Notebooks are environments that encourage the programming of writing literate code. Notebooks encourage you to write prose and illustrate it with code – and the outputs associated with executing that code.
In many cases, the code may already exist. The programming is then more a case of applying an existing bit of code to a new bit of data.
That is what you do in a spreadsheet, Oftentimes the code is hidden – or automatically generated – by a menu option selected by graphical user interface. But there is no magic going on (at least, no more magic than is associated with the ability to take electronic representations of text and do something to them that makes them responsible for what appears on a screen, keeps planes flying, and seemingly creates and destroys money on the fly in the world’s financial systems).
Code is an incantation – and when you select a menu option in your spreadsheet you are asking the computer to perform that incantation and execute some code. You can also copy and paste code and then run it and it will have the same effect as selecting that operation from a menu. That’s how it works.
In literate programming, you can see a human description of what you want to achieve by executing the code, then the code, then the result of executing the code, then an interpretation of the result. Introduction. Method. Results. Conclusion. You know this four part structure, particularly if you’ve ever taught – or been taught – how to write a formal practical report.
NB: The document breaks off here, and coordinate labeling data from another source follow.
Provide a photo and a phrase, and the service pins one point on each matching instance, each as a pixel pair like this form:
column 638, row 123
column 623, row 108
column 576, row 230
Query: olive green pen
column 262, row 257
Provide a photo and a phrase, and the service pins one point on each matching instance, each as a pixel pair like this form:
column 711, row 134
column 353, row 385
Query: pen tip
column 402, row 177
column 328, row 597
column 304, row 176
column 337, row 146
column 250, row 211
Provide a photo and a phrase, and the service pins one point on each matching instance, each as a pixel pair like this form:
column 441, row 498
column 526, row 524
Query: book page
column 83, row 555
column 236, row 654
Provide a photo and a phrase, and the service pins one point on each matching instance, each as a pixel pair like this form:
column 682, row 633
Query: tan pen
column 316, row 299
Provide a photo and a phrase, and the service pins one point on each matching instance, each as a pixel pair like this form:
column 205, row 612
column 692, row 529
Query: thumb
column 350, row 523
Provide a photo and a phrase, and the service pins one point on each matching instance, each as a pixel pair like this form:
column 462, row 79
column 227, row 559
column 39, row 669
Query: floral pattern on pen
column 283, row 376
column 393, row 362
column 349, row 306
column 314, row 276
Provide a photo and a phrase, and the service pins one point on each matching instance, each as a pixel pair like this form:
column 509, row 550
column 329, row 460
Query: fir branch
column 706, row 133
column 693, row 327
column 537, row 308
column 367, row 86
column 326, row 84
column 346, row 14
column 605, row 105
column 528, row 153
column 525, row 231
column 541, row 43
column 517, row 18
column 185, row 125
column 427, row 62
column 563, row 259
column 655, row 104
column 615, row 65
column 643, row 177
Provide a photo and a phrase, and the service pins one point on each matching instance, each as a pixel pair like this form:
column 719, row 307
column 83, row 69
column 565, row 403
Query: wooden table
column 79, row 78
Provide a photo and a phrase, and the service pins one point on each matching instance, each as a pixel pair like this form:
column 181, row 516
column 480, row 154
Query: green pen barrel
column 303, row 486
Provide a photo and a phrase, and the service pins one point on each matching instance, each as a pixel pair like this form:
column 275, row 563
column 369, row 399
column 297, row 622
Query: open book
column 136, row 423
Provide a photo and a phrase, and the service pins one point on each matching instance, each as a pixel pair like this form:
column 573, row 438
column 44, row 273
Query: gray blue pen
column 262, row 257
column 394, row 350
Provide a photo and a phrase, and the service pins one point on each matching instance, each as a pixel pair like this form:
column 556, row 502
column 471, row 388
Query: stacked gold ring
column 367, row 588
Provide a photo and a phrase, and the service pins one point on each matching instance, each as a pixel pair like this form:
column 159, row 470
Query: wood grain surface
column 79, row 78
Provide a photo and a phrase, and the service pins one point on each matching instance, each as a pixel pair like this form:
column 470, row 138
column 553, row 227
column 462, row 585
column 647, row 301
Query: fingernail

But you can apply it at an atomic level to. At the level of a particular event. Like a particular scene in a narrative chart, or a particular geotemporal location in a time map.
The other idea that the notebooks buy is into is reproducible research. I love this idea and think you should too. It lets archiving make sense.
Do I really have to say any more than just show that quote?
Now you may say that that’s all very well for, I don’t know, physics or biology, or science, or economics. Or social science in general, where they do all sorts of inexplicable things with statistics and probably should try to keep track of what they doing.
But not the humanities.
But that’s not quite right, because in the digital humanities there are computational tools that you can use. Particularly in the areas of text analysis and visualisation. Such as some of the visualisations we saw in the first part of this presentation.
But you need a tool that democratises access to this technology. You need an environment that the social scientists found in the form of a spreadsheet.
But better.
One that helps you keep track of what you did and that produces a serialisation that can be read back in a linear way that makes sense.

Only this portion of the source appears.